The team introduced a new metric, a quantitative approach to measuring how effectively a system approximates real-world scenarios. They termed this measurement inductive bias — a tendency or bias towards responses that mirror reality, based on insights drawn from analyzing extensive datasets on specific cases.
The simplest examples they explored were known as lattice models. In a one-dimensional lattice, movement is constrained to a line. Vafa likens it to a frog hopping between aligned lily pads. As the frog jumps or remains still, it calls out its actions — right, left, or stay. Upon reaching the final lily pad in the row, it can only either remain or retreat. If someone, or an AI model, can only hear the calls without any knowledge of the total number of lily pads, can it deduce the configuration? The answer is affirmative: Predictive models excel in reconstructing the “world” in such basic scenarios. However, even with lattices, as the dimensionality increases, the systems fail to make that leap.
“For instance, in a two-state or three-state lattice, we demonstrated that the model possesses a reasonably good inductive bias toward the actual state,” states Chang. “But as we escalate the number of states, it begins to diverge from real-world models.”
A more intricate challenge is a system that plays the board game Othello, where players alternately position black or white pieces on a grid. The AI models can predict the allowable moves accurately at a given moment, but they struggle to infer the overall configuration of pieces on the board, including those that are currently obstructed from play.
The team subsequently examined five distinct categories of predictive models presently in use, and once more, the more sophisticated the involved systems, the less effective the predictive processes were at aligning with the true underlying world model.

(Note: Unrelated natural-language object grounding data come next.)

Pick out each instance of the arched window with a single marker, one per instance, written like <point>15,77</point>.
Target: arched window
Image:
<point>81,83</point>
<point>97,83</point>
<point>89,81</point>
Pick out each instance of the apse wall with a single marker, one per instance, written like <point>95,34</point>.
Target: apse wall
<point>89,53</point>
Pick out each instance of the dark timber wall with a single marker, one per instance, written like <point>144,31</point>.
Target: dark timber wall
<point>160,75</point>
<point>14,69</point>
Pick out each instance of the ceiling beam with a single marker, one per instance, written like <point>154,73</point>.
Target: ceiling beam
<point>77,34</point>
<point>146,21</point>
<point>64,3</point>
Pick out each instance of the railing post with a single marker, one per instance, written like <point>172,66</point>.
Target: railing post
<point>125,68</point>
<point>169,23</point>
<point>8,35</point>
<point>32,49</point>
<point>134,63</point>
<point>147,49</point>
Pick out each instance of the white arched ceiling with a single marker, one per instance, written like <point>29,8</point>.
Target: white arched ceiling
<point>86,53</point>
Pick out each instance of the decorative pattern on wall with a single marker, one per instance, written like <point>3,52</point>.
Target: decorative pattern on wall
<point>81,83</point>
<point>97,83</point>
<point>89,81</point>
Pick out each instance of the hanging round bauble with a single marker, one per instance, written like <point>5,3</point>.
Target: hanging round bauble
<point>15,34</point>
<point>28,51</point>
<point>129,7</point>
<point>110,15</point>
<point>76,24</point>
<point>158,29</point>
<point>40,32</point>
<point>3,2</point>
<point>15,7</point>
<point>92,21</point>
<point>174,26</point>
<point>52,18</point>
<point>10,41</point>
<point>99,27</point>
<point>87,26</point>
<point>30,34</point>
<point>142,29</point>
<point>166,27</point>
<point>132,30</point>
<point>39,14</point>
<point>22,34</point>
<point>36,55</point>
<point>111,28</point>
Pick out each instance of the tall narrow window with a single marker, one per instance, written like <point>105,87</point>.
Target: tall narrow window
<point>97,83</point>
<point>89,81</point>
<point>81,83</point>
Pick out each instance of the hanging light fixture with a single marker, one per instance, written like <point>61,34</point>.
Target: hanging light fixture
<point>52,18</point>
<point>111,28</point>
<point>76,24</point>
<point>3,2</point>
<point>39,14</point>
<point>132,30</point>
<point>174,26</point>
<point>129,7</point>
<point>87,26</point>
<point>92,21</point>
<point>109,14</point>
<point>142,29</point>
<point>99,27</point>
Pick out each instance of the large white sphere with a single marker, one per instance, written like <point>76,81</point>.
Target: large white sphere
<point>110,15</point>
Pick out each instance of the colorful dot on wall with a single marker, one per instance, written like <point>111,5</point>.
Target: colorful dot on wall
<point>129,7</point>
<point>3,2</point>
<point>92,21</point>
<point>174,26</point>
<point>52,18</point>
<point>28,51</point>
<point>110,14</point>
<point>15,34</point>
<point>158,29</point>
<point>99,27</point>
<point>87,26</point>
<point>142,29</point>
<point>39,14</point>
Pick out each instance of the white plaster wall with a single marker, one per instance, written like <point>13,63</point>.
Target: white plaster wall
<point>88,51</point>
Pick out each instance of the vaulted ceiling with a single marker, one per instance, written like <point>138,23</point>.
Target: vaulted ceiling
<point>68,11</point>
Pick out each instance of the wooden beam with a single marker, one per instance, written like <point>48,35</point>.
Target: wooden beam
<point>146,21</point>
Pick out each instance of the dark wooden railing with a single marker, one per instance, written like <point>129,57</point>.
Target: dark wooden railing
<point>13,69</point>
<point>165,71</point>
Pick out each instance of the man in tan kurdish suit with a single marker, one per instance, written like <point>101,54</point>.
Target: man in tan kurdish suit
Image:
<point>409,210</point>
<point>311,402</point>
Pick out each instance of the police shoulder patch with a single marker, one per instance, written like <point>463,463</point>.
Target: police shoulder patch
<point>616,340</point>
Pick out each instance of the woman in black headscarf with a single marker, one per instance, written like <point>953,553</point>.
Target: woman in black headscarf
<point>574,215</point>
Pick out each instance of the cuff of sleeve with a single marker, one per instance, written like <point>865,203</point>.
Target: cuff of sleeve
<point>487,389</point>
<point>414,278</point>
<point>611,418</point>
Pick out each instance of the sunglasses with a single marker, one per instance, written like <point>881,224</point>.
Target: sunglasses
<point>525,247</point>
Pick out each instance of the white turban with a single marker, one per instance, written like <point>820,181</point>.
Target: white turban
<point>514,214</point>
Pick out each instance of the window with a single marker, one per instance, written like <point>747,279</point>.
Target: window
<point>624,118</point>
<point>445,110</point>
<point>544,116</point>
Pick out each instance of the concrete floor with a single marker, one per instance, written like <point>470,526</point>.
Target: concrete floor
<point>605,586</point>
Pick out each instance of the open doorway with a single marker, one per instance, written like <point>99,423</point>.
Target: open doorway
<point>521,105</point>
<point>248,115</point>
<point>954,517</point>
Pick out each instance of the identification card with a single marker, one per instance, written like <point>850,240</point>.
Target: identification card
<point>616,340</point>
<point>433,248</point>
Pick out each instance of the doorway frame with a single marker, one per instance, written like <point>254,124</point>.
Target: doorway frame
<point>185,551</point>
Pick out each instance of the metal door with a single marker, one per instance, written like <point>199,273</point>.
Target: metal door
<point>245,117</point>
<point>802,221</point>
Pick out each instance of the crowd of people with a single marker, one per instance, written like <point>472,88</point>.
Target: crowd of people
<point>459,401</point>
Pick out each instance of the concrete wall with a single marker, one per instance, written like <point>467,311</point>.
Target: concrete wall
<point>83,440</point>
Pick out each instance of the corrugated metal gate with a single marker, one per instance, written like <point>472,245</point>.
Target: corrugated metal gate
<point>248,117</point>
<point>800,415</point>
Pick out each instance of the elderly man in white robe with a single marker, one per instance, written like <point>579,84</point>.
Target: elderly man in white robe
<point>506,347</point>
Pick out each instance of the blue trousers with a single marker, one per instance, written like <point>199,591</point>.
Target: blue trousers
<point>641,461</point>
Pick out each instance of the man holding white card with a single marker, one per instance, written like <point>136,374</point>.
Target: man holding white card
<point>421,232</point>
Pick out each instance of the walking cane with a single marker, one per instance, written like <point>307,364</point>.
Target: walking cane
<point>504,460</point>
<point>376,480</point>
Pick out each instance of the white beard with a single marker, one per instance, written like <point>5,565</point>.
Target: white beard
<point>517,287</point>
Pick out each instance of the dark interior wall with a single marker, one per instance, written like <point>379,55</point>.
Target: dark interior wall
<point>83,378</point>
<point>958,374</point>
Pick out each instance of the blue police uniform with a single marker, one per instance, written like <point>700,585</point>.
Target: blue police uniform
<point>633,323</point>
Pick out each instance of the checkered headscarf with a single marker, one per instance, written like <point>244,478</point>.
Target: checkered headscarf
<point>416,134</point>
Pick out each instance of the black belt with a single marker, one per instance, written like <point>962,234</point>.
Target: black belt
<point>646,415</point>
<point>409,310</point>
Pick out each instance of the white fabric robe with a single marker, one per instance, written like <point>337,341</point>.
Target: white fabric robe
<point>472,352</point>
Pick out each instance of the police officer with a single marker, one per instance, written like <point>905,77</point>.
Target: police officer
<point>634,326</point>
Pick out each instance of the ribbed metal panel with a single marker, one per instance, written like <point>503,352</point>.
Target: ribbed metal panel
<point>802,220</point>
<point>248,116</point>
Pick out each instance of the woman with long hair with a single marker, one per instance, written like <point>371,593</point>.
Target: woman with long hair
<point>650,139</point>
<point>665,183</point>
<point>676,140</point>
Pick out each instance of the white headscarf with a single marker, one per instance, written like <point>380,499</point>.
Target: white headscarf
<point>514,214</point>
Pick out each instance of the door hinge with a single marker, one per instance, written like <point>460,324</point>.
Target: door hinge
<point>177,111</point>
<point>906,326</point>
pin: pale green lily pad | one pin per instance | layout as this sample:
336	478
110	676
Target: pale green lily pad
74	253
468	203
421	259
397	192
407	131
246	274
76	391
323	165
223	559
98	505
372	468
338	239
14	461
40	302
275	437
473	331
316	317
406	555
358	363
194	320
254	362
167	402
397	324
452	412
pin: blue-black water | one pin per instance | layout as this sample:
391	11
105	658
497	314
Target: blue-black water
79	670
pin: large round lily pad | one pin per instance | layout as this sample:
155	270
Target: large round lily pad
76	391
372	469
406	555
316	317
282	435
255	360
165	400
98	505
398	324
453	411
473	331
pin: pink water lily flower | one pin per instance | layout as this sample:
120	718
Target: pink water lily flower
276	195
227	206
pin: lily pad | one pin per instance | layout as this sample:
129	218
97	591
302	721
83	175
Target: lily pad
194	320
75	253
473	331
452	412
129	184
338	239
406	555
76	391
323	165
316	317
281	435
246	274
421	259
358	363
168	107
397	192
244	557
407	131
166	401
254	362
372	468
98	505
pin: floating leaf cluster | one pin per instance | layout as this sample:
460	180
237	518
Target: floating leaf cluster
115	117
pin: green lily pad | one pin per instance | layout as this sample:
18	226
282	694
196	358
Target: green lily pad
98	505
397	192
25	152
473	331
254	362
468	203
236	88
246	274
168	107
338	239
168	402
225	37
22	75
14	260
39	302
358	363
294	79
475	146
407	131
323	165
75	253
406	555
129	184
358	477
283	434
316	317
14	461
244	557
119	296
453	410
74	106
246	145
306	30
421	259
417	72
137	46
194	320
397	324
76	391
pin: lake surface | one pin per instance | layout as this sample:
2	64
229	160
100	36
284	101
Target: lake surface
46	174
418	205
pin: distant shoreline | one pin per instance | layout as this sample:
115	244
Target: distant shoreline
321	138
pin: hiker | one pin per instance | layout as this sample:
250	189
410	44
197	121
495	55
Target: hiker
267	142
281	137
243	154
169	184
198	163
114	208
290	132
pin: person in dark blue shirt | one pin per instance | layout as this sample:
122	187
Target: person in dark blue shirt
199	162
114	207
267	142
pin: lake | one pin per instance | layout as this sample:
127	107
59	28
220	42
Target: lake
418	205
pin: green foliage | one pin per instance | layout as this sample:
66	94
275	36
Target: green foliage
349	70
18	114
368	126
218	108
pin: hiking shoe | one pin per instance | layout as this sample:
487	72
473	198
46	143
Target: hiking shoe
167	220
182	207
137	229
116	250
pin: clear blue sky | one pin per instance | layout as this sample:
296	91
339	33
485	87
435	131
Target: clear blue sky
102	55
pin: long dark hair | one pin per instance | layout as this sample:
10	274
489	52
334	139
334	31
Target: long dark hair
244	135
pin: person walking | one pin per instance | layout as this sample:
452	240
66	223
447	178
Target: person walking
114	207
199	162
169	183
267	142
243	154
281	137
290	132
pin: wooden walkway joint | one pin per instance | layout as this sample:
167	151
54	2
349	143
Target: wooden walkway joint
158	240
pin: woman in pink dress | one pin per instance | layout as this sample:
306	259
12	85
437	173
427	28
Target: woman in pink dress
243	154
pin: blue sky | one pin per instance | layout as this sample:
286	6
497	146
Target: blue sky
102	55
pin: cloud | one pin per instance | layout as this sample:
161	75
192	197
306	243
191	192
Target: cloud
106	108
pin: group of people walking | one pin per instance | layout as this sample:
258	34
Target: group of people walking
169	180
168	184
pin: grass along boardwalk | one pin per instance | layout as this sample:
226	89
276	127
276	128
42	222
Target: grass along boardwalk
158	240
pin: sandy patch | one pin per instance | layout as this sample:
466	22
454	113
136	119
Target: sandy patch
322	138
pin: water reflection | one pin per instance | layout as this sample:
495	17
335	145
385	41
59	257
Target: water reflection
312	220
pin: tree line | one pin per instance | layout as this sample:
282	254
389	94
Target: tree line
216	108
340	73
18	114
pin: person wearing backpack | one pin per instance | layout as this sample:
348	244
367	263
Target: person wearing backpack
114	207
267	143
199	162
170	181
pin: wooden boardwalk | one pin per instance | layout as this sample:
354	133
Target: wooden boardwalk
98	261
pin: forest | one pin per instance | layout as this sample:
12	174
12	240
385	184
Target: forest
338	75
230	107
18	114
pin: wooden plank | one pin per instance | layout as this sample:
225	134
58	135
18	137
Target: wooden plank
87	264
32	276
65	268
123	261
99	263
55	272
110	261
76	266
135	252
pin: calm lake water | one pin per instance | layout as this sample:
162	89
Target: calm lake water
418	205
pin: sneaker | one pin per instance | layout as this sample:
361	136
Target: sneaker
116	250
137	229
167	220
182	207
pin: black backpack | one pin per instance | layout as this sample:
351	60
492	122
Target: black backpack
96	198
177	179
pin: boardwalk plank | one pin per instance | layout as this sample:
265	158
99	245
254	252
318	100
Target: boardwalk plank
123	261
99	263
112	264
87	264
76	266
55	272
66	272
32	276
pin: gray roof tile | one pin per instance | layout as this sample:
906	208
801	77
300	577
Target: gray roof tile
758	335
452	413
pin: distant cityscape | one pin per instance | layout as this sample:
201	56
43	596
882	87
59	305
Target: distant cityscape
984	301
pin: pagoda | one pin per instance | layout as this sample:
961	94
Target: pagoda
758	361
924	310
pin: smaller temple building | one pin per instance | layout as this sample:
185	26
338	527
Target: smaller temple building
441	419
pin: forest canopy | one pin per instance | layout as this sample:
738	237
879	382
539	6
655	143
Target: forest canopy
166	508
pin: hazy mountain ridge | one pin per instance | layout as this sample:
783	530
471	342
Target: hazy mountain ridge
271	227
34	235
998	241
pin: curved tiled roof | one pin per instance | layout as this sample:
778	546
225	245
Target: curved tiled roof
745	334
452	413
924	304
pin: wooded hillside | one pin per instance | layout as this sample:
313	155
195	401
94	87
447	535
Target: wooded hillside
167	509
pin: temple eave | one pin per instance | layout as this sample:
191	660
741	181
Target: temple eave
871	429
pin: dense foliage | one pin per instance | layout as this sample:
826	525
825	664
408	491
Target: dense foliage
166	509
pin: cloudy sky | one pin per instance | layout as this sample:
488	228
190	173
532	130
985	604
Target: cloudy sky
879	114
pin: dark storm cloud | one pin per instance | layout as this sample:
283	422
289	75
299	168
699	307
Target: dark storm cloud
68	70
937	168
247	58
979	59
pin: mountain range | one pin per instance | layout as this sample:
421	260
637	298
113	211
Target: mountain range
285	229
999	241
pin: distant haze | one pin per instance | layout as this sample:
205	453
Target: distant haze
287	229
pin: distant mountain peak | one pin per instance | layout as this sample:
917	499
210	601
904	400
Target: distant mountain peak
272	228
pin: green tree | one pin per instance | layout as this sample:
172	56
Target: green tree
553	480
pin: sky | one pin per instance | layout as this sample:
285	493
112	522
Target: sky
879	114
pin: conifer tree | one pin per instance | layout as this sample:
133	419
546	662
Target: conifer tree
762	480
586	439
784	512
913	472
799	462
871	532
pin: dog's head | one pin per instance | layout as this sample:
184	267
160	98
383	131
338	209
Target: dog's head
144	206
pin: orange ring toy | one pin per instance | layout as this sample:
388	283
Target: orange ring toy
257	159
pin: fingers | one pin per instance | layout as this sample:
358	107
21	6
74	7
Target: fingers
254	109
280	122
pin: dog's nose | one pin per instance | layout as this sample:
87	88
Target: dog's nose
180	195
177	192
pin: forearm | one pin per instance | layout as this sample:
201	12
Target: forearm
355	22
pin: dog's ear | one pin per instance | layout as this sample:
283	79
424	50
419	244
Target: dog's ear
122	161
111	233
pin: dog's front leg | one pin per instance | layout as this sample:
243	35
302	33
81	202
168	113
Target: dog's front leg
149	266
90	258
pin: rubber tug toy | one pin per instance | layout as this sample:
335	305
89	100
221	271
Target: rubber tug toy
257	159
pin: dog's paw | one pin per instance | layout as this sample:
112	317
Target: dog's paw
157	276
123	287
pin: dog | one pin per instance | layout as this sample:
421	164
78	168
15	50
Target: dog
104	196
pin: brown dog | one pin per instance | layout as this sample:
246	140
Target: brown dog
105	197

With this new metric of inductive bias, “our aspiration is to establish a testing ground where you can evaluate various models and training methodologies on problems with known true world models,” Vafa states. If a model performs well in these cases where the underlying reality is clear, we can have increased confidence that its predictions may prove beneficial even in scenarios “where we lack knowledge of the truth,” he adds.
Individuals are already attempting to leverage these predictive AI systems to facilitate scientific advancements, including the properties of chemical compounds that have yet to be synthesized, potential pharmaceutical compounds, or predicting the folding behavior and traits of unknown protein molecules. “For the more authentic challenges,” mentions Vafa, “even for fundamental mechanics, we discovered that considerable progress is still necessary.”
Chang notes, “There has been considerable hype surrounding foundational models, as individuals strive to develop domain-specific foundational models — biology-centric, physics-oriented, robotics-focused, and other types of domains where extensive data has been gathered” and training these models to generate predictions, “hoping they will acquire some domain-specific knowledge to apply to other subsequent tasks.”
This research illustrates that there is much work ahead, but it also provides a roadmap forward. “Our paper indicates we can use our metrics to evaluate how much a representation learns, enabling us to devise better methods for training foundational models or, at the very least, assess the models we are currently developing,” Chang adds. “In engineering, once we have established a metric for any given aspect, practitioners excel at refining that metric.”